“That’s him—see!” she exclaimed.

“That the man with the scar!” cried Rentland. “Well! I know him.”

He made for the door, caught at the ulster and pulled the little man into the house by main force.

“Well, Dickey!” the secret agent challenged, as the man faced him in startled recognition. “What are you doing in this case? Trant, this is Inspector Dickey, of the Customs Office,” he introduced the officer.

“I’m in the case on my own hook, if I know what case you’re talking about,” piped Dickey. “Morse, eh? and the American Commodities Company, eh?”

“Exactly,” said Rentland, brusquely. “What were you calling to see Landers for?”

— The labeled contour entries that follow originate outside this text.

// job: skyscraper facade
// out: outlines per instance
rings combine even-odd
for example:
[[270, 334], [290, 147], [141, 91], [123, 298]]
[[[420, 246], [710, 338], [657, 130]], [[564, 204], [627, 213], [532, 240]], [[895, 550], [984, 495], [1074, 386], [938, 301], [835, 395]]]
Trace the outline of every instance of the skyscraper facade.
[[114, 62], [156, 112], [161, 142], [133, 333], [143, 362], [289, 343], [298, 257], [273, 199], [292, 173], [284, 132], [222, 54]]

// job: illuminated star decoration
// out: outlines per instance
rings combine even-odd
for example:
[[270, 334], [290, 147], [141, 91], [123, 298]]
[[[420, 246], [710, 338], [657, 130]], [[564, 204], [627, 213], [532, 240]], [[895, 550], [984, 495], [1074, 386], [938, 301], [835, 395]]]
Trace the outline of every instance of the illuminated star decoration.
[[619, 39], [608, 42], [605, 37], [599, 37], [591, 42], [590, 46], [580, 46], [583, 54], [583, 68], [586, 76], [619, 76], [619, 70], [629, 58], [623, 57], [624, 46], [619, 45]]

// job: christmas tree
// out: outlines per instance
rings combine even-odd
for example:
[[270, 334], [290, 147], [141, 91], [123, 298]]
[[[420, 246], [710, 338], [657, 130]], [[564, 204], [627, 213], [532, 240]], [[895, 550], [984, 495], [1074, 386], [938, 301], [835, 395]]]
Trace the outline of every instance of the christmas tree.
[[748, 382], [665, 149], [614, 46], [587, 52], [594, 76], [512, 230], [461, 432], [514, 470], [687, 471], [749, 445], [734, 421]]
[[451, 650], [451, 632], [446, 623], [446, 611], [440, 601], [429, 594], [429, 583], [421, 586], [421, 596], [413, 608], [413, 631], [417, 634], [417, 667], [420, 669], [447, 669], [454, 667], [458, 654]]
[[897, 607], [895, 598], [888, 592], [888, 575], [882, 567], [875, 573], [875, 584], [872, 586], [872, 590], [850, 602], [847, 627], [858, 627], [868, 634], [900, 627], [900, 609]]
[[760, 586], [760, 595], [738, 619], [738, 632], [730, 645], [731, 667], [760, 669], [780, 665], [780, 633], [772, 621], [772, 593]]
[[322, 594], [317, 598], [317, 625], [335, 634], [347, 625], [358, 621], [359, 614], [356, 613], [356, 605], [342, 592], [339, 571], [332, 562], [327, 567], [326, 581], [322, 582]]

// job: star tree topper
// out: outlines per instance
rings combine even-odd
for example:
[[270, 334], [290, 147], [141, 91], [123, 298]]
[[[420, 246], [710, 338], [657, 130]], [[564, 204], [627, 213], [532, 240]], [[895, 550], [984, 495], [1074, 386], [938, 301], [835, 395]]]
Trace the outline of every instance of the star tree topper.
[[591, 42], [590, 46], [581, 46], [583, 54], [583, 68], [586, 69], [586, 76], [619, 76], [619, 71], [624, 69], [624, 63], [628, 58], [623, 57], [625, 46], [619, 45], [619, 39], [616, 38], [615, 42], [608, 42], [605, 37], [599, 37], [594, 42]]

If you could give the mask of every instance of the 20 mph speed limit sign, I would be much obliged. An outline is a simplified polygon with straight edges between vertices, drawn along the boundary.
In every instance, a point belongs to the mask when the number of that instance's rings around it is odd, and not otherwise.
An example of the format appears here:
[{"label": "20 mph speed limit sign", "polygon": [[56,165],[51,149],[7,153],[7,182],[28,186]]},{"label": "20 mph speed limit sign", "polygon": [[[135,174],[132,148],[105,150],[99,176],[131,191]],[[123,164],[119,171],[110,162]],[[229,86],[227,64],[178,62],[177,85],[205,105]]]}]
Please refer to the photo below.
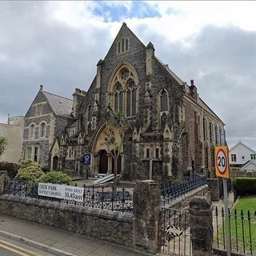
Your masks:
[{"label": "20 mph speed limit sign", "polygon": [[230,178],[227,146],[215,147],[215,172],[216,176]]}]

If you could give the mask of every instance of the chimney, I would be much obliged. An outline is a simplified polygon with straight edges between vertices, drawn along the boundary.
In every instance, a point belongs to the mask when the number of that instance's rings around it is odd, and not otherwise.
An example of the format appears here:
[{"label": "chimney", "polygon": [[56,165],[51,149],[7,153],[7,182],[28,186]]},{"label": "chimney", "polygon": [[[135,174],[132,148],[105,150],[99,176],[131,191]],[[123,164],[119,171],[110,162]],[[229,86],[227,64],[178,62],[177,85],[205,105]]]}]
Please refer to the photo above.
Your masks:
[{"label": "chimney", "polygon": [[146,47],[146,74],[151,74],[153,70],[152,59],[154,56],[154,48],[153,43],[150,42]]},{"label": "chimney", "polygon": [[73,94],[73,106],[71,114],[75,118],[78,117],[78,108],[81,103],[82,102],[83,99],[85,98],[86,94],[86,91],[82,90],[78,88],[76,88],[74,93]]},{"label": "chimney", "polygon": [[198,99],[198,89],[194,84],[194,79],[190,80],[190,94],[195,101]]}]

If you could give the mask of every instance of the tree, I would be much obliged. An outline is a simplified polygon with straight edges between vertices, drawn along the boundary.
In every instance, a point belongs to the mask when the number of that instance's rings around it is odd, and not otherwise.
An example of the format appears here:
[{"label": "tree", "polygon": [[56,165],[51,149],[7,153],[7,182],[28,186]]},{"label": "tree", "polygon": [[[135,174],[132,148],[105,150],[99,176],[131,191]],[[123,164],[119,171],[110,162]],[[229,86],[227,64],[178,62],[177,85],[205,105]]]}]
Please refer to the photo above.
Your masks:
[{"label": "tree", "polygon": [[8,139],[6,137],[0,136],[0,157],[6,150]]},{"label": "tree", "polygon": [[43,175],[38,163],[31,160],[22,160],[20,162],[15,178],[21,182],[36,182]]},{"label": "tree", "polygon": [[118,186],[118,159],[122,154],[123,139],[127,129],[128,125],[122,118],[120,112],[117,112],[116,114],[113,112],[106,122],[106,136],[104,143],[114,162],[114,187],[115,191]]}]

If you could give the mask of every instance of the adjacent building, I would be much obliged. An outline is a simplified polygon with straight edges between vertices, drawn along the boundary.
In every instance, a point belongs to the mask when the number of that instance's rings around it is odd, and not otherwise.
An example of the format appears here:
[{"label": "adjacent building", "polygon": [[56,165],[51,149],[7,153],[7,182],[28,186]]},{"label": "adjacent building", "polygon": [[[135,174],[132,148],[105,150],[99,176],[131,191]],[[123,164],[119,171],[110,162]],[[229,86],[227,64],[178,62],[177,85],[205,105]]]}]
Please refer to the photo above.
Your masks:
[{"label": "adjacent building", "polygon": [[256,151],[239,141],[230,149],[231,178],[252,175],[256,177]]},{"label": "adjacent building", "polygon": [[0,162],[18,163],[22,157],[24,117],[8,118],[8,122],[0,123],[0,135],[8,139],[7,148],[0,156]]},{"label": "adjacent building", "polygon": [[[151,42],[145,46],[123,23],[106,56],[98,61],[88,91],[76,90],[73,122],[69,123],[72,119],[66,117],[62,129],[57,129],[62,134],[51,155],[58,158],[59,169],[77,175],[84,175],[86,170],[91,175],[113,172],[114,161],[103,142],[107,136],[106,121],[114,111],[121,113],[129,126],[118,161],[122,178],[177,179],[193,172],[214,176],[214,146],[226,142],[224,122],[200,98],[194,82],[183,82],[154,51]],[[44,101],[50,105],[46,95]],[[41,134],[42,119],[34,119],[37,104],[31,106],[33,114],[31,110],[26,117],[23,150],[26,154],[30,148],[29,155],[36,146],[30,138],[31,124]],[[42,153],[59,134],[50,128],[56,122],[50,116],[56,120],[57,115],[50,106],[48,109],[47,146],[40,146]],[[90,156],[89,166],[82,162],[85,154]]]},{"label": "adjacent building", "polygon": [[57,170],[58,158],[54,161],[50,153],[65,127],[73,122],[73,101],[42,89],[41,86],[24,118],[22,158],[35,161],[46,170]]}]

“You know about that?” The little man looked up sharply. “Well, six weeks ago Landers came to me and told me he had something to sell; a secret system for beating the customs. But before we got to terms, he began losing his nerve a little; he got it back, however, and was going to tell me when, all at once, he disappeared, and two days later he was dead! That made it hotter for me; so I went after Morse. But Morse denied he knew anything. Then Morse disappeared, too.”

“So you got nothing at all out of them?” Rentland interposed.

“Nothing I could use. Landers, one time when he was getting up his nerve, showed me a piece of bent wire—with string around it—in his room, and began telling me something when Rowan called him, and then he shut up.”

“A bent wire!” Trant cried, eagerly. “Like this?” He took from his pocket the implement given him by Edith Rowan. “Morse had this in his room, the only thing in a locked drawer.”